Renata Freitas (também da ABIC) explicou que, quando quis regressar a Portugal, a única perspectiva que tinha ou era uma bolsa de pós-doutoramento ou os contratos de Investigador FCT. “Sempre pensei que seria um passo para depois haver mais integração na carreira. Mas isso não aconteceu: todos esses contratados de cinco anos caíram no desemprego ou em contratos por períodos muito pequenos ao abrigo de projectos.” Agora quer que o monumento passe pelo Porto.

Uma das intervenções ao longo da iniciativa foi a da deputada do PCP, Ana Mesquita: “Já apresentámos na Assembleia da República um requerimento para chamar o ministro da Ciência, Tecnologia e Ensino Superior para seja confrontado com as declarações que tem tido nos últimos tempos em relação à questão da precariedade.” A deputada disse ainda que estavam a ser recolhidos testemunhos individualizados de precariedade para que se façam perguntas ao Governo sobre cada caso e convidou os presentes a enviarem a sua situação ao Grupo Parlamentar do PCP.  

A iniciativa teve ainda um momento musical com Beatriz Nunes (a actual vocalista do grupo Madredeus), que cantou Portugal, Portugal de Jorge Palma e Que força é essa de Sérgio Godinho. Mas, antes, Mário Nogueira (líder da Fenprof), Tiago Dias (também da Fenprof), Luís Lopes (do Sindep) e Sandra Pereira entregaram na Presidência do Conselho de Ministros três cartas dirigidas ao primeiro-ministro, ao ministro do Trabalho, ao ministro das Finanças e ao ministro da Ciência.

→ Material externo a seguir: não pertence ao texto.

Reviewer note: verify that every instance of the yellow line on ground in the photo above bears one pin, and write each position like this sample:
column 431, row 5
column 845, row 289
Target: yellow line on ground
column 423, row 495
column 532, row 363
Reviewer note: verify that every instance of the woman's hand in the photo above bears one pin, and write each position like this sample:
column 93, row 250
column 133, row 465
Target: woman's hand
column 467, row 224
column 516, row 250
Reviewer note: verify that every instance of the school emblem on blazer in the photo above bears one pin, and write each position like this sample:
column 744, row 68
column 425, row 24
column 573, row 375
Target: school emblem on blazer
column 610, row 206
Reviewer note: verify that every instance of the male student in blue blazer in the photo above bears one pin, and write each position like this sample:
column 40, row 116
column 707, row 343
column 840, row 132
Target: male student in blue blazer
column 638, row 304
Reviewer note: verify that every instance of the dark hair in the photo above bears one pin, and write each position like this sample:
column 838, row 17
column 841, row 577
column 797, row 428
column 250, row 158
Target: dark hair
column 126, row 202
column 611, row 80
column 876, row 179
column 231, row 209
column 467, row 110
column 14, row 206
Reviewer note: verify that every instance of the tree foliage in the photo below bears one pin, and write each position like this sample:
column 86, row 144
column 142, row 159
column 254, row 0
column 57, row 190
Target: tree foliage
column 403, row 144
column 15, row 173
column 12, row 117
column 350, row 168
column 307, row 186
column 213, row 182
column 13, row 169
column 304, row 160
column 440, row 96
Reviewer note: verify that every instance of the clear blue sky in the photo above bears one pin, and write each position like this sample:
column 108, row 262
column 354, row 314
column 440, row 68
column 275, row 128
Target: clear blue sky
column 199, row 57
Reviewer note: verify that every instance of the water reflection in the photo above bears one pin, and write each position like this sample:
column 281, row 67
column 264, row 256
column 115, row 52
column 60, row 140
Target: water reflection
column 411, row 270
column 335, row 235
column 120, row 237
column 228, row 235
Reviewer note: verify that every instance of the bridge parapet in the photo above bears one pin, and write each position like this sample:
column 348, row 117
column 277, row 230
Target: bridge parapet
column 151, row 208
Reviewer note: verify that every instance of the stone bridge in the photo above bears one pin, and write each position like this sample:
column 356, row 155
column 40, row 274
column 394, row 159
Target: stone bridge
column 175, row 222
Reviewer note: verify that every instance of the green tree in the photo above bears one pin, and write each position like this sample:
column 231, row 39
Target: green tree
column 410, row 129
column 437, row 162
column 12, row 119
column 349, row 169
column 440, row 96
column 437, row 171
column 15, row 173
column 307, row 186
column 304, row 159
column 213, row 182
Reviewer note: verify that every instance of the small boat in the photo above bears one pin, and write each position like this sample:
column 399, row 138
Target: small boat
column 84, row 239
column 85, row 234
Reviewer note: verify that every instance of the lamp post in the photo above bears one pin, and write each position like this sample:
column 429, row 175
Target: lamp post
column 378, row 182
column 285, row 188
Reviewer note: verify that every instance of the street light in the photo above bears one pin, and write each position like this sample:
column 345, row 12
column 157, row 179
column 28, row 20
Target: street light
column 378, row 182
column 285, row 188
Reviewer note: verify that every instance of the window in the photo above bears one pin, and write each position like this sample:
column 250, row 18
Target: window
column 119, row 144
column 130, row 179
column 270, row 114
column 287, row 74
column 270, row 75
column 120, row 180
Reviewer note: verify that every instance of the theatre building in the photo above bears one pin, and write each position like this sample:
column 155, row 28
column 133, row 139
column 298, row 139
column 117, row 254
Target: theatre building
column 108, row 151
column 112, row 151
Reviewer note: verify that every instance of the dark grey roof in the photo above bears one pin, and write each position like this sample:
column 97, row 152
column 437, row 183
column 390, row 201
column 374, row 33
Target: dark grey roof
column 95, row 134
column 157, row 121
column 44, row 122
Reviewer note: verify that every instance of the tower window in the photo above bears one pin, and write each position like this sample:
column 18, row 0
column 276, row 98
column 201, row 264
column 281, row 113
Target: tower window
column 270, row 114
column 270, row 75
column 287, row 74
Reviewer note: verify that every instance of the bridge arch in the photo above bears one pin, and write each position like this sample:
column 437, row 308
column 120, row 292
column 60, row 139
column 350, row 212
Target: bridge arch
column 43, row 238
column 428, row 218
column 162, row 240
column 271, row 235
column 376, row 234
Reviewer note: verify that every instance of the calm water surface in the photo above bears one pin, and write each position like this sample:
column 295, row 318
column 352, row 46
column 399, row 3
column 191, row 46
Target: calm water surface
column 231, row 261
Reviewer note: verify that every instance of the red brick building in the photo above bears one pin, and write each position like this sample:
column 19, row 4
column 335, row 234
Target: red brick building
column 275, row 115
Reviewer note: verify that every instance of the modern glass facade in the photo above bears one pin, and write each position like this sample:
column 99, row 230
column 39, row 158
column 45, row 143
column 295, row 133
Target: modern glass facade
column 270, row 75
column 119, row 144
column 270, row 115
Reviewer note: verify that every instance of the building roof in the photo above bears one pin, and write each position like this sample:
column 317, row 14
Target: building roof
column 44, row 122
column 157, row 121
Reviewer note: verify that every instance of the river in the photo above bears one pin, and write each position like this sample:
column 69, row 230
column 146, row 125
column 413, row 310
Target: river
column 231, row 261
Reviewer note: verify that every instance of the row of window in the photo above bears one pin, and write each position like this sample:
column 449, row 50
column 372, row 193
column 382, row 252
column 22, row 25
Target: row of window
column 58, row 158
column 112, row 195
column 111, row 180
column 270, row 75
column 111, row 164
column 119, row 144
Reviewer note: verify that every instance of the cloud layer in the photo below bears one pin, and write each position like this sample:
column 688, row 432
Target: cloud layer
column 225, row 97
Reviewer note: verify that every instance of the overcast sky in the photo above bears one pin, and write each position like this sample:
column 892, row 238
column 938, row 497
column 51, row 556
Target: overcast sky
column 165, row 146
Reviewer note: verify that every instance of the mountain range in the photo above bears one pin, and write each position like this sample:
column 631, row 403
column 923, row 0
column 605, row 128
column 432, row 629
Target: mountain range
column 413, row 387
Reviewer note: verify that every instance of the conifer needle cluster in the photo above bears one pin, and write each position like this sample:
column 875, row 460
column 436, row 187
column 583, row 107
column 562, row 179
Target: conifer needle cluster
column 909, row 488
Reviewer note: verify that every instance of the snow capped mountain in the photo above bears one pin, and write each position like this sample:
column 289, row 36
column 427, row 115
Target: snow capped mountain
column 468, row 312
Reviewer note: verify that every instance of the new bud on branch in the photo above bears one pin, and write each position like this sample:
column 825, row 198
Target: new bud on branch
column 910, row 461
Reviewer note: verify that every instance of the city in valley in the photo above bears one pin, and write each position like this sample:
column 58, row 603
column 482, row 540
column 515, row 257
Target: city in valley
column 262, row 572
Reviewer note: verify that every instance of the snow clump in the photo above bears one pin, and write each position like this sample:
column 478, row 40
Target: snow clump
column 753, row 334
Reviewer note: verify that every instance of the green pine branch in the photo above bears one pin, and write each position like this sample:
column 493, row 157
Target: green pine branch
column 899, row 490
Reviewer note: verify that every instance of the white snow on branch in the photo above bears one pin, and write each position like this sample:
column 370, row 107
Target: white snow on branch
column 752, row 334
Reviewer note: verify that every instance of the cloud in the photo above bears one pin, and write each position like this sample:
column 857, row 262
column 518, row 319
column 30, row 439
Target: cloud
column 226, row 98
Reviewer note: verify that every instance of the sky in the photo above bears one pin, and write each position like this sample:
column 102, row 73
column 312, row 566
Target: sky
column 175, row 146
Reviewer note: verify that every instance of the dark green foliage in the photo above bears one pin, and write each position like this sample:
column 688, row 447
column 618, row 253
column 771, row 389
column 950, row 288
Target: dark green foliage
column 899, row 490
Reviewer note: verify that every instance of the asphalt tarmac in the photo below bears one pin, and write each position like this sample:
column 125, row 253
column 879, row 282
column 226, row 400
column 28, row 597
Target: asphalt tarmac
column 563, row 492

A carta da ABIC teve quase 1500 assinaturas e referia-se às declarações de Manuel Heitor na entrevista ao PÚBLICO. Já as da Fenprof estão relacionadas com o PREVPAP: uma pede para que seja feita uma clarificação urgente de critérios e apoios financeiro ao programa; a outra é sobre o facto de haver requerentes do PREVPAP que podem não ser admitidos por estarem em instituições privadas sem fins lucrativos.